By the end of the day’s trading session, the Sensex had shed 636 points, or 0.78%, to end at 80,737.51, while the Nifty 50 closed at 24,542.50, down 174 points, or 0.70%.

On to the top stock recommendations for today by some of India’s top market experts. .

Stocks to trade today, recommended by Trade Brains Portal for 4 June

eMudhra Ltd

  • Current price: 758
  • Target price: 920 (16–24 months)
  • Stop-loss: 677
  • Why eMudhra is recommended: Established in 2008, eMudhra Ltd is a global organization enabling secure digital transformation through Trust services and identity-based solutions. As India’s largest certifying authority, it has issued over 60 million digital identities and serves enterprise clients across more than 21 countries. Its customer base includes Fortune 100 companies and over 1,000 enterprises that rely on its identity, authentication, and paperless platforms for digital transformation initiatives.

The company operates in two key segments: Enterprise Solutions, which contributes 80% of its revenue, and Trust Services, which accounts for the remaining 20%. eMudhra is uniquely positioned as the only Indian company offering a unified platform for identity, signing, cryptography, and certificate automation.

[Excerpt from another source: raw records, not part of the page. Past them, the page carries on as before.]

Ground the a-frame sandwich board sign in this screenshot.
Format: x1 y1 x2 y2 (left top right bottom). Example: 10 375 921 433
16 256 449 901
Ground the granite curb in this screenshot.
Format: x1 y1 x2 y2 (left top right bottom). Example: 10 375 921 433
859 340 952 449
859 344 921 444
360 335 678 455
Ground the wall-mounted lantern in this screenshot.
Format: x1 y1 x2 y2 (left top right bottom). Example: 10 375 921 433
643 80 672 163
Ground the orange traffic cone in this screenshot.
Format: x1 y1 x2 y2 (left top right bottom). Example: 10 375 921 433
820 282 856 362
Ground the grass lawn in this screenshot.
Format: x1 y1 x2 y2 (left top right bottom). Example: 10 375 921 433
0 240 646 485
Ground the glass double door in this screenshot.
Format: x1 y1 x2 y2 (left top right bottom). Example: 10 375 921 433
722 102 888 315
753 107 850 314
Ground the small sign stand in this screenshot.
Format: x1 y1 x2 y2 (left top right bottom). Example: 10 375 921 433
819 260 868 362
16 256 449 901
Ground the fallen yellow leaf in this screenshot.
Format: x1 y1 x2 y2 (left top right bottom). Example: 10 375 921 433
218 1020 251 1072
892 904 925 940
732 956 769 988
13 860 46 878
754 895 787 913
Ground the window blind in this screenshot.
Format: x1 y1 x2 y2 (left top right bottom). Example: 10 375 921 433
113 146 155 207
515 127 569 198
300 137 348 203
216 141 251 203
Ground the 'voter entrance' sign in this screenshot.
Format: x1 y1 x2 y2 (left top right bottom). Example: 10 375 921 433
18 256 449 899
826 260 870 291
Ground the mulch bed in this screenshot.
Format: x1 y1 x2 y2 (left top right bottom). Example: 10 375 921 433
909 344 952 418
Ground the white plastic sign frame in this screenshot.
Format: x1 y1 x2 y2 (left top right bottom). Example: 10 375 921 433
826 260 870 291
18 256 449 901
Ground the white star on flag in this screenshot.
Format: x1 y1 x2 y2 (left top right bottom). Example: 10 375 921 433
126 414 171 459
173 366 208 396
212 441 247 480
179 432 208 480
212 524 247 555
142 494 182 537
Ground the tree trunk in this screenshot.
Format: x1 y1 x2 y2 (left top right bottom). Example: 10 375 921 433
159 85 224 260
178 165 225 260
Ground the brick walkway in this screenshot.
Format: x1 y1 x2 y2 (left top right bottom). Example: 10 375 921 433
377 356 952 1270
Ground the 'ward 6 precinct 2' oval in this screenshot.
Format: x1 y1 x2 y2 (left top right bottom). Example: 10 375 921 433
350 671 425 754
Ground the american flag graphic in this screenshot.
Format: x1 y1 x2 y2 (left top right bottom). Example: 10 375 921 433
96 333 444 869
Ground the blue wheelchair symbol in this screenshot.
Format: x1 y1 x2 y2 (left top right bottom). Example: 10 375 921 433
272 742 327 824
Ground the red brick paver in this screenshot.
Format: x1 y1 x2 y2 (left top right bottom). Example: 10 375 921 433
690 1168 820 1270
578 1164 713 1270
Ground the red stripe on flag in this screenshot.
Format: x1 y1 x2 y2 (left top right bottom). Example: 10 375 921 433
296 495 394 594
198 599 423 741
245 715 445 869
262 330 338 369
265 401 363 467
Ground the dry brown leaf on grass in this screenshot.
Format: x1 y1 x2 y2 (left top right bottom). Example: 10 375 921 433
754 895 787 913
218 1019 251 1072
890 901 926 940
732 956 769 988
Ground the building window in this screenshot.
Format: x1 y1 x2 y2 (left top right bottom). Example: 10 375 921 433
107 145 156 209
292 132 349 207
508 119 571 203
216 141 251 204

It continues to lead the Indian market in the Trust Services segment, providing a wide range of digital certificates, including digital signature, SSL/TLS, and S/MIME certificates.

In FY25, the company’s international business grew 57.3% year-on-year, now contributing 62% of total revenue. eMudhra plans to expand further into the European Union in FY26. It also made strategic acquisitions in the U.S., including Ikon and Two95, to strengthen its presence and create cross-selling opportunities in the American market.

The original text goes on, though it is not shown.